Beware of the Fallout from Oil Market Supply Shocks
It’s déjà vu, all over again. About this time last year, energy prices began climbing, and those gains contributed to the stock market’s swoon in the second and third quarters of 2011. Now, as the United States and the European Union seem prepared to aggressively challenge Iran over that country’s pursuit of nuclear power facilities (and possibly nuclear weapons), oil prices are soaring once more. That’s not surprising: even though no supplies have been interrupted as yet, saber-rattling over embargos rattles the nerves of investors and speculators alike.
Given this drama in the energy market, can another stock market slump be far behind? This year, at least, global sovereign debt woes appear to be at a less critical juncture, given the recent bailout package for Greece. The fact that the US economy appears to be on a more even keel also helps. But the fact that Brent crude oil futures contracts closed above $120 a barrel last week for the first time since June can’t simply be shrugged off.

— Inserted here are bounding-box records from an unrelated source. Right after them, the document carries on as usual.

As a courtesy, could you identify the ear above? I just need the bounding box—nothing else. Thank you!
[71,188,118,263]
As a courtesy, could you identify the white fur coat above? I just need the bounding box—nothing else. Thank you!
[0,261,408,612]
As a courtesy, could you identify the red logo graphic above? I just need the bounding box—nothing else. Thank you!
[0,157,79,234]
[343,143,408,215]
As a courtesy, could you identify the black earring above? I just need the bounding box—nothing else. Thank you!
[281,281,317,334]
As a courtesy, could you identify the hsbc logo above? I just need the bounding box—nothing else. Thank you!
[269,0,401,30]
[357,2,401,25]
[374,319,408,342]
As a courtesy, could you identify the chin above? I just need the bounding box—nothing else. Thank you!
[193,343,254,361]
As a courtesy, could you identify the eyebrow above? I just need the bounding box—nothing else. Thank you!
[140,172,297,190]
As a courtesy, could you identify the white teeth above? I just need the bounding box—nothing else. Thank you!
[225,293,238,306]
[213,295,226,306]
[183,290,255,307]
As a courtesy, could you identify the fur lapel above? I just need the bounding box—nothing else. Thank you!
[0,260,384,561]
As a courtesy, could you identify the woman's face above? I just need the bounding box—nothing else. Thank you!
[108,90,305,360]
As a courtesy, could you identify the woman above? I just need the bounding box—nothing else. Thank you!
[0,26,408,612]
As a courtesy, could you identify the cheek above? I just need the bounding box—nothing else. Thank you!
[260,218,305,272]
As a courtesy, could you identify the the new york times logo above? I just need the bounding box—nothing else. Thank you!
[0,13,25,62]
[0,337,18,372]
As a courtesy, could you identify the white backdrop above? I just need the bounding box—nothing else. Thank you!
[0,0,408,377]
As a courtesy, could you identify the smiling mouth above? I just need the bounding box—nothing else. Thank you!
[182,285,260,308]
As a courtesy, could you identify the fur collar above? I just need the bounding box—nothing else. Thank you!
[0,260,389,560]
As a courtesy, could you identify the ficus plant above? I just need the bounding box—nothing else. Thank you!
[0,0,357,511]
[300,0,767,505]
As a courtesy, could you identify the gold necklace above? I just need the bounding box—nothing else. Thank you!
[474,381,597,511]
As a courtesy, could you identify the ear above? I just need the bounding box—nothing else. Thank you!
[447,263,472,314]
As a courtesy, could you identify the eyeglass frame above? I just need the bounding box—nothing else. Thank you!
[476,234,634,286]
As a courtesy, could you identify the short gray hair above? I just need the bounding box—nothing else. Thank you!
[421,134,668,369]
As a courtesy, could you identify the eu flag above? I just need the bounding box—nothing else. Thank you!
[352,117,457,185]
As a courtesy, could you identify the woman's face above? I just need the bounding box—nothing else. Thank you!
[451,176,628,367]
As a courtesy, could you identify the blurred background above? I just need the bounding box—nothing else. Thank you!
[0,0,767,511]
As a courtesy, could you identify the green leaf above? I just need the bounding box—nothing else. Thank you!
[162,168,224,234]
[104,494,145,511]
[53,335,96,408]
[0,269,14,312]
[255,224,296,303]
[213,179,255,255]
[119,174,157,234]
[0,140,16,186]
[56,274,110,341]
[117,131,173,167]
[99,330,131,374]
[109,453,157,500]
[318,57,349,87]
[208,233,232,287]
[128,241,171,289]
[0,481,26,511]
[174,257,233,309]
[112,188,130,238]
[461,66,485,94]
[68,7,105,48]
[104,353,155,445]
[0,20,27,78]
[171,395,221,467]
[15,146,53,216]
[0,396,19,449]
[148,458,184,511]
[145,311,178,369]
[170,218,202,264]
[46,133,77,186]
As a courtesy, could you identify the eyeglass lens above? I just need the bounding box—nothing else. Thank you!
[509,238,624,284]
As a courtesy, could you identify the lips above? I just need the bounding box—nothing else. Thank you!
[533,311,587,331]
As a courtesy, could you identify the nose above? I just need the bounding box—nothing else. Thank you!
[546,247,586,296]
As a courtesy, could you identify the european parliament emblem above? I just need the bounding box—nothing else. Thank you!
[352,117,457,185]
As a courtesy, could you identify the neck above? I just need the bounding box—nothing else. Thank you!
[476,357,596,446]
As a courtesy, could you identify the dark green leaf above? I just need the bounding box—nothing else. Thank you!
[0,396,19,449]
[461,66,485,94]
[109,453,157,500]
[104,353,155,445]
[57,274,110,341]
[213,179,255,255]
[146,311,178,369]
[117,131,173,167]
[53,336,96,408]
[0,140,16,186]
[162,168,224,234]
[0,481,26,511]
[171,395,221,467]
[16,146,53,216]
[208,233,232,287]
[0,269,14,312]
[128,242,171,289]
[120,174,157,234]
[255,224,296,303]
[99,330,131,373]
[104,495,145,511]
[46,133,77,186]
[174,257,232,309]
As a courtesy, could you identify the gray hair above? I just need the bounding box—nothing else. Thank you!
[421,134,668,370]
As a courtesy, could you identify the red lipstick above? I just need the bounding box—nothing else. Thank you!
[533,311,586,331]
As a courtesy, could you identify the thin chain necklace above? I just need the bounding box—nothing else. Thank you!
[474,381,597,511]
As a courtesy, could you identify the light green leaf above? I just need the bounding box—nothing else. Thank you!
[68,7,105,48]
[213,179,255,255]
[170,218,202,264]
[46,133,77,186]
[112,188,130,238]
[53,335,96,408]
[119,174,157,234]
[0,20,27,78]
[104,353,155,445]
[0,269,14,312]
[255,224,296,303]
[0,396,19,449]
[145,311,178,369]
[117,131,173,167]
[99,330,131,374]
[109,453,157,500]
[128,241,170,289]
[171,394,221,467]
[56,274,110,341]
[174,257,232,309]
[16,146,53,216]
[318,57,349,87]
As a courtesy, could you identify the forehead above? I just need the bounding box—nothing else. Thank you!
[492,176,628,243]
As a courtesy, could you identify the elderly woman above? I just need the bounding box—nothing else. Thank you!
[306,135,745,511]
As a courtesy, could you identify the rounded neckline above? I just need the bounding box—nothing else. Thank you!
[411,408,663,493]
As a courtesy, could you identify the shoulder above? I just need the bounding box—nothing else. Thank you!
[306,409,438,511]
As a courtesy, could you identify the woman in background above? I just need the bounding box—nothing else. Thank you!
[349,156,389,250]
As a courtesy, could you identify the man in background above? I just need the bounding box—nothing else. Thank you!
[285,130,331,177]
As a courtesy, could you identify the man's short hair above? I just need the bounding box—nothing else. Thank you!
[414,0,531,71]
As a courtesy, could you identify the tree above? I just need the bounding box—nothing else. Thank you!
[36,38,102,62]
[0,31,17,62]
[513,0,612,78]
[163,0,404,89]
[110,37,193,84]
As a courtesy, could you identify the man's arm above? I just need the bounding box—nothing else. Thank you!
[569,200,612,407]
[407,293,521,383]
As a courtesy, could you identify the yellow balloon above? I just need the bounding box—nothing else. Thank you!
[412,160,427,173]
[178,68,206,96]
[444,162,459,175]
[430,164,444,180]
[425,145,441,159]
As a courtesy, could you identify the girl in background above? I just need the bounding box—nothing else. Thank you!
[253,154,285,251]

As the chart above shows, global stock prices and Brent crude oil futures (a proxy for the complex of crude futures contracts and cash prices) have been increasingly correlated of late, with oil prices rising in tandem with stocks whenever there have been signs of better economic data from the U.S. or reduced anxiety about eurozone government finances. That’s when crude oil is responding to economic fundamentals: its price rises or falls in response to actual or anticipated increases or decreases in demand on the part of users.
What is happening today is different – it’s a move in the price of oil that is tied more to the uncertainty regarding future supplies than it is to what will happen to demand. That’s bad news for stock markets, as you can see from the correlation chart above. Last winter, when the “Arab Spring” protests began in Tunisia and rippled throughout the Middle East, concerns about crude oil supplies drove energy prices higher – about 30% higher in the first four months of 2011 – but broke the correlation with stocks, which slumped in response. A repetition of that pattern – a supply-driven price shock to the oil market – may mean that stock prices suffer.
A spike in the crude oil price isn’t great news for the US economy, either, as can be seen in the chart below. Sharp upward spikes in the price of crude oil, represented by the gold line, are often followed by equally notable declines in the rate of real GDP growth in the United States.
The question dominating economists’ minds is the extent to which the United States and other countries are able to cope better with a sudden rise in the price of oil that is driven by supply worries rather than increased demand. The optimists suggest that improving U.S. labor market conditions, combined with the fact that other commodity prices appear relatively soft compared to their own increases of a year ago, may help soften any blow. The apparent easing in inflation also will permit central banks worldwide to continue to provide liquidity, helping national economies and, ultimately, stock markets.
Still, a lot will depend on the nature of this and any future price spike in the energy market. If the move is short-term and more psychological in nature – anticipating a future supply shock that doesn’t materialize – or if other oil-producing nations move quickly to replace lost Iranian output in the market, then the blow to national economies and stock prices will remain more muted. But by their very nature, a sudden supply shock poses a significant risk to growth. So don’t be surprised to see a flurry of reports from economists and other pundits, chronicling each step taken to try to resolve Iran’s dispute with the West in the weeks and months.